Civilization: The West and the Rest (2011) by Nial Ferguson is another blockbuster book and TV series combination from the Scottish historian. It’s great in that it takes on one of history’s great questions, that of why European civilization came to dominate the world. But while raising an important question the book has serious problems.
Ferguson says that the West came to rule the rest of the world rather than China because it had 6 ‘Killer Apps’. These were:
- Competition: Europe had multiple states and cities that competed, China had absolute rule.
- Science: Europeans were fascinated by science and technology and used it.
- Property: Europeans had property rights that were strong.
- Medicine: European science led to medicine that worked, for the first time in history.
- Consumption: The West worked for the consumption of the people.
- Work: The protestant work ethic.
It’s embarrassing that Ferguson calls these ideas ‘Killer Apps’. The terminology may seem up to date to some people today but before long it will dated and silly. The other question is whether the groups are really separate or whether they could be grouped into few groups or more are needed. It’s hard to see why science and medicine are separate.

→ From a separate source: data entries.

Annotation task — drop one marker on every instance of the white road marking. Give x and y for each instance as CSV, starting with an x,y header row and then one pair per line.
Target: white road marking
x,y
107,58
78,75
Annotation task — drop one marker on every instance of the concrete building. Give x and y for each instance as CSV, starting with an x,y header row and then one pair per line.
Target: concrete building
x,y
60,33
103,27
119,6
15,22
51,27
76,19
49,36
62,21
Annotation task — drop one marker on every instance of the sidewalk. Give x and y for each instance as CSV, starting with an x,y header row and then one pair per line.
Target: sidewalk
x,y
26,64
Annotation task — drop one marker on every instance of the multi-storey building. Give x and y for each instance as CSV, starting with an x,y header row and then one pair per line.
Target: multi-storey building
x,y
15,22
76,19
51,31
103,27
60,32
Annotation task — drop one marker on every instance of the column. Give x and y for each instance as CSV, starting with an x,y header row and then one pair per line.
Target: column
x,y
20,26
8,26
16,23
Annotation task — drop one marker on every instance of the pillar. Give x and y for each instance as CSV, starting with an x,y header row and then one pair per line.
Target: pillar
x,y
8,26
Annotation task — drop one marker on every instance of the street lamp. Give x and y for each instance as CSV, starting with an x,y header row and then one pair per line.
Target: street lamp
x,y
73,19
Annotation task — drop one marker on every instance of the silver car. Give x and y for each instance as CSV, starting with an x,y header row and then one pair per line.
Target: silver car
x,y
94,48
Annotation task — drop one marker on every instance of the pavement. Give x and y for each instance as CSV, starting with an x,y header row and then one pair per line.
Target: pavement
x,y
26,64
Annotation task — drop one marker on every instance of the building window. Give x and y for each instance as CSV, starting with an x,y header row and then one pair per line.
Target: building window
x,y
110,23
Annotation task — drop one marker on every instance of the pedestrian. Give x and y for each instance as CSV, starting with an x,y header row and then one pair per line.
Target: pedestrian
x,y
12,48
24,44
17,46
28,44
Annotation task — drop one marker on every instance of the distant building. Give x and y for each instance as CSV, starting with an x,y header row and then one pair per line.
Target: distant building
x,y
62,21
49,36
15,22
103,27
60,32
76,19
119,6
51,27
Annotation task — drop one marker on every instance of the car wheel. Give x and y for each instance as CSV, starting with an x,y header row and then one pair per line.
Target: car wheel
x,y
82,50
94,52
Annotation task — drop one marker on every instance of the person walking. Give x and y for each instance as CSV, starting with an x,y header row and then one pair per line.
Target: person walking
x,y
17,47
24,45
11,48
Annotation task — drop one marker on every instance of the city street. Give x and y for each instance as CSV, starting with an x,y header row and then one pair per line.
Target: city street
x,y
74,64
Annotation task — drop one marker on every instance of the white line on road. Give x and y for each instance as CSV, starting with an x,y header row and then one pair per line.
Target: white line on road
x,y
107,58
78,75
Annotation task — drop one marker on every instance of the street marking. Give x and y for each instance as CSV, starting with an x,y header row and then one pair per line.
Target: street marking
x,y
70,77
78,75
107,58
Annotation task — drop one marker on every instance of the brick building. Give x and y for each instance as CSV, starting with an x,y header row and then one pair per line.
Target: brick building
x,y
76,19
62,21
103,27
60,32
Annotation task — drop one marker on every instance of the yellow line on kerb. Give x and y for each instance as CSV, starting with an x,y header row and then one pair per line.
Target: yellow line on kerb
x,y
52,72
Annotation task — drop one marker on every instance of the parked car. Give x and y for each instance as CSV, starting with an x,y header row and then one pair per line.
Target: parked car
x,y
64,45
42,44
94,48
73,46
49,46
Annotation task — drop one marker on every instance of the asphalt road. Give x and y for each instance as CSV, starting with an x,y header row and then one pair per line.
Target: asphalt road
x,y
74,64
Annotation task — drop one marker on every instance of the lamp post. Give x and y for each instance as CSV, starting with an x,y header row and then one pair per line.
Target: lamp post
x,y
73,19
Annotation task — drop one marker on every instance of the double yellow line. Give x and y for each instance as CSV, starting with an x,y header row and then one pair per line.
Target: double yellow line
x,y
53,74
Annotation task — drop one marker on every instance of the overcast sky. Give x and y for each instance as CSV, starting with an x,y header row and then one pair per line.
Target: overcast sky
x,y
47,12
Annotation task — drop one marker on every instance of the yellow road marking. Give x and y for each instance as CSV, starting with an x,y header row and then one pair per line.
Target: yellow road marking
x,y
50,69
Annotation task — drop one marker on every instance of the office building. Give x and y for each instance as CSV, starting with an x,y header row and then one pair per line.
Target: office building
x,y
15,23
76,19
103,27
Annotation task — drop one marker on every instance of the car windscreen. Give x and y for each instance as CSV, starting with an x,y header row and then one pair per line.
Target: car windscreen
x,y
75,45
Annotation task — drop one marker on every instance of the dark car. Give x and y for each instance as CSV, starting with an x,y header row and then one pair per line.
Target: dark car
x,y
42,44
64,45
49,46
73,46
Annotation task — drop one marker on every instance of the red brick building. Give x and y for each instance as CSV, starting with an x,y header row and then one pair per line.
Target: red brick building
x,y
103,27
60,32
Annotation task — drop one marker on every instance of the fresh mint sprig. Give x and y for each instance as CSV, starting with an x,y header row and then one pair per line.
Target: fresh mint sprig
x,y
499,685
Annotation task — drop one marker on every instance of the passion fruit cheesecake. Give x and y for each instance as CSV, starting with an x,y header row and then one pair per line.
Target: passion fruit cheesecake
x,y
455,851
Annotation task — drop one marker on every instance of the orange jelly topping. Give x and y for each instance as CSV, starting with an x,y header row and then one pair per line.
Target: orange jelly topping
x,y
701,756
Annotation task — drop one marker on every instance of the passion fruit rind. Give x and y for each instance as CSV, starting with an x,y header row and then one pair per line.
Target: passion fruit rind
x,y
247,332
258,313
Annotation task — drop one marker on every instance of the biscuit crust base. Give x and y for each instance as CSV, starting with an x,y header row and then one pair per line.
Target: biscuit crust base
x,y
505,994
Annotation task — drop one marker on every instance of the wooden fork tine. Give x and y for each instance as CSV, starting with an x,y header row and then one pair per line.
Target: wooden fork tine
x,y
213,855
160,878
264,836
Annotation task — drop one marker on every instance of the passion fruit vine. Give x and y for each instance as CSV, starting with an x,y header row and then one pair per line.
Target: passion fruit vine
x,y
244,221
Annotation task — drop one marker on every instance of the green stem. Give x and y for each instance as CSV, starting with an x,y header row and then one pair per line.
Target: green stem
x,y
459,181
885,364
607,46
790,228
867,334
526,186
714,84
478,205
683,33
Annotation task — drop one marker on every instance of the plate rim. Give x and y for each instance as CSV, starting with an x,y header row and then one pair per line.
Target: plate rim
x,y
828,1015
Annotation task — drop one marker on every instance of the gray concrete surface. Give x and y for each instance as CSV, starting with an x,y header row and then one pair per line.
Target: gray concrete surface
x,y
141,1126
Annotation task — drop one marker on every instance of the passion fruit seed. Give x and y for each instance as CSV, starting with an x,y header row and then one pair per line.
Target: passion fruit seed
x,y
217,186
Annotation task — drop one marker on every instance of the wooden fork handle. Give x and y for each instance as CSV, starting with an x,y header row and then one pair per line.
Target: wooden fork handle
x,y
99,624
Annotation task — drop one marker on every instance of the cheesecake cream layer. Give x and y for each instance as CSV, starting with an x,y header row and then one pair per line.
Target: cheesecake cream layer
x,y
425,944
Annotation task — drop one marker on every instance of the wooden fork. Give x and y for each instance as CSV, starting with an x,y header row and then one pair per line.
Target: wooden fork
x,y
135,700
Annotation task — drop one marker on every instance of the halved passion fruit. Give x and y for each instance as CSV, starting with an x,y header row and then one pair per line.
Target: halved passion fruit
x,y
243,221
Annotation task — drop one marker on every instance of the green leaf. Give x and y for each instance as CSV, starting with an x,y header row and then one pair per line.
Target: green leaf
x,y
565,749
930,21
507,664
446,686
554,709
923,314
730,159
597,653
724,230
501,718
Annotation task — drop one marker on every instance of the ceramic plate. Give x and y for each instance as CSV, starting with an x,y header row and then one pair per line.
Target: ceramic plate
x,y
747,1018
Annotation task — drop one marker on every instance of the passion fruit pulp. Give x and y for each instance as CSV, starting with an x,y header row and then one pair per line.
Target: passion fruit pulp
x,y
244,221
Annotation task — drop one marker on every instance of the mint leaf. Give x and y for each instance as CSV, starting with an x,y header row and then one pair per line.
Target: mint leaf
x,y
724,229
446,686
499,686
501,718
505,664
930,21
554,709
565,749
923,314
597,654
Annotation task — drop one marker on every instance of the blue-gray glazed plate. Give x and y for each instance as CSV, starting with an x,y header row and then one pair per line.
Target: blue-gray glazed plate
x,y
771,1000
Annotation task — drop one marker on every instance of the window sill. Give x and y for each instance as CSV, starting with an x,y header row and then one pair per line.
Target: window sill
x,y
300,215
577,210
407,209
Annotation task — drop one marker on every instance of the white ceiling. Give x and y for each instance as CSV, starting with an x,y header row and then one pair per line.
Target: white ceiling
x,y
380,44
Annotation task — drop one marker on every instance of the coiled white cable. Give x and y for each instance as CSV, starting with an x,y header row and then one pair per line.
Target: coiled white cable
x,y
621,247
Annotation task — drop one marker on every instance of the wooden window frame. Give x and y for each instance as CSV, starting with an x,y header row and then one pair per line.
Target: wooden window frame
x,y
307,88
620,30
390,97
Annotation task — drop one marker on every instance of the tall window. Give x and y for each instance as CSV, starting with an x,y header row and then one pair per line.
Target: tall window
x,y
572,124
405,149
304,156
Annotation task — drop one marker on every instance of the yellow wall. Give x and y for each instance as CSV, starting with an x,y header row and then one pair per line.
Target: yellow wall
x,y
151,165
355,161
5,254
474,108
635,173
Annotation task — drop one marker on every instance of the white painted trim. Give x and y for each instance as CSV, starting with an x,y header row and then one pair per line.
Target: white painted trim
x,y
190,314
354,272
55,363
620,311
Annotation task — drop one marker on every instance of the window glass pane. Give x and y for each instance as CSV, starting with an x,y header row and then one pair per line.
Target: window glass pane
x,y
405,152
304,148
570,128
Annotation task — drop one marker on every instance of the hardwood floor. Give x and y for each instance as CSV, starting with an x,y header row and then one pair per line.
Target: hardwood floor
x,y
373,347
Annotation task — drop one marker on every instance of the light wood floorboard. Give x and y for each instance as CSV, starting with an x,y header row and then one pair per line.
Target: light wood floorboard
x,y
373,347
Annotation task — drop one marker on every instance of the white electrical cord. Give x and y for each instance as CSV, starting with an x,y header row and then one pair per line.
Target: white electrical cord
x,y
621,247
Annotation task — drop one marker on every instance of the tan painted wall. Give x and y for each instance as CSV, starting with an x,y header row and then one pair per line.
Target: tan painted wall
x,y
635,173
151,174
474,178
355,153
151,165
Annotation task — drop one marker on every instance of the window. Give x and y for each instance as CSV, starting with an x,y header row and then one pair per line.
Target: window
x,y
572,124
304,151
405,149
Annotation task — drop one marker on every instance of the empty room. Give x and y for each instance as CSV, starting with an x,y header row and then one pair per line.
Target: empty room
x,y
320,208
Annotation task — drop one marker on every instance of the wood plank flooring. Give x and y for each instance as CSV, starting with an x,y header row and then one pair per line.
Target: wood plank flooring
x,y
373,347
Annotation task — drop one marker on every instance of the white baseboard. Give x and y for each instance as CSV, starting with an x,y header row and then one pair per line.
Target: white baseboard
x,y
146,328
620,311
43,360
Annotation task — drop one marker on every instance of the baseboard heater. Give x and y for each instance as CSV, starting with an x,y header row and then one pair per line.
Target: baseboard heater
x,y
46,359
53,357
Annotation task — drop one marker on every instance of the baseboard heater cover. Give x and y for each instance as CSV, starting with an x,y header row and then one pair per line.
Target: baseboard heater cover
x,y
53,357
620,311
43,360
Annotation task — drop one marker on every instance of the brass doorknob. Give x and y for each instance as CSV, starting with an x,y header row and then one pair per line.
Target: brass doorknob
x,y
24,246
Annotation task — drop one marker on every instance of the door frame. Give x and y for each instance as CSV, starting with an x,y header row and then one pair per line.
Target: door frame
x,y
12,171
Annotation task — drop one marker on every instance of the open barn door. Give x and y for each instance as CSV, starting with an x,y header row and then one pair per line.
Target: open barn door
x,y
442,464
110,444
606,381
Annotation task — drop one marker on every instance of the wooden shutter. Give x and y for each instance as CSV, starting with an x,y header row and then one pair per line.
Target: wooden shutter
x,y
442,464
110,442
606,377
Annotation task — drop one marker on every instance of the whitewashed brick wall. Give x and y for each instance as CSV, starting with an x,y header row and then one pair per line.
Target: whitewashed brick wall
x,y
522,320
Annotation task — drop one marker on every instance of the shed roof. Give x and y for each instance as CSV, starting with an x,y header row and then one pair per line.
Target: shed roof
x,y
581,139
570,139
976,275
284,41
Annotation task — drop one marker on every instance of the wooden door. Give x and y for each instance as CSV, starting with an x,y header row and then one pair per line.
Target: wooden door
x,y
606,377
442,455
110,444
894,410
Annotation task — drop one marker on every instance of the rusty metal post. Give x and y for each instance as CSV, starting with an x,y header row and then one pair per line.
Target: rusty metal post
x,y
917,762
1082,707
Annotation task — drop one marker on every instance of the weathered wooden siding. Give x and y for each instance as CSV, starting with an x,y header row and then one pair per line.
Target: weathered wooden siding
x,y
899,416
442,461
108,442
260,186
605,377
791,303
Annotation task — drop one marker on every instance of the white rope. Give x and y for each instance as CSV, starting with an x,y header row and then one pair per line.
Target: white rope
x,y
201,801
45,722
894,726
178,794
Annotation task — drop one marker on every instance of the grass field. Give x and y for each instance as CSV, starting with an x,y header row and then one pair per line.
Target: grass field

Property and consumption could also be grouped under ‘capitalism’. Property itself is a problem. In many European states property was held from the crown and firm property rights were not extant. Ferguson’s chapter on this contrasts the way two different European powers, the Spanish and the English handled property rights in the New World.The chapter on the work ethic is questionable. It begins by talking about the decline of the West and meanders on from there.
It’s a better book than the other most famous recent attempt at a similar justification for why Europe conquered the rest of the world, ‘Guns, Germs and Steel’ by Jared Diamond. This is because Ferguson knows more and writes better. Diamond’s book was a superb long article and could have made a very good 100 page book but made a dull longer book that sold because the idea contained in it was so well summed up in a paragraph. However the two books suffer from some similar problems. In providing an overview of one of the great historical questions they don’t provide enough reason as to why their picked reasons work and others do not. Both in the end put forward a great question and then go on to provide an answer that when more closely thought about appears arbitrary. Perhaps what is needed is a number of books like Ferguson’s that take on the question and compare and discuss each other’s answers.
Civilization is worth a read in the end though. Ferguson’s ability to write clearly, with knowledge and in an entertaining manner makes the book a thought-provoking but ultimately unsatisfying one. Ferguson’s book on more constrained subjects are better.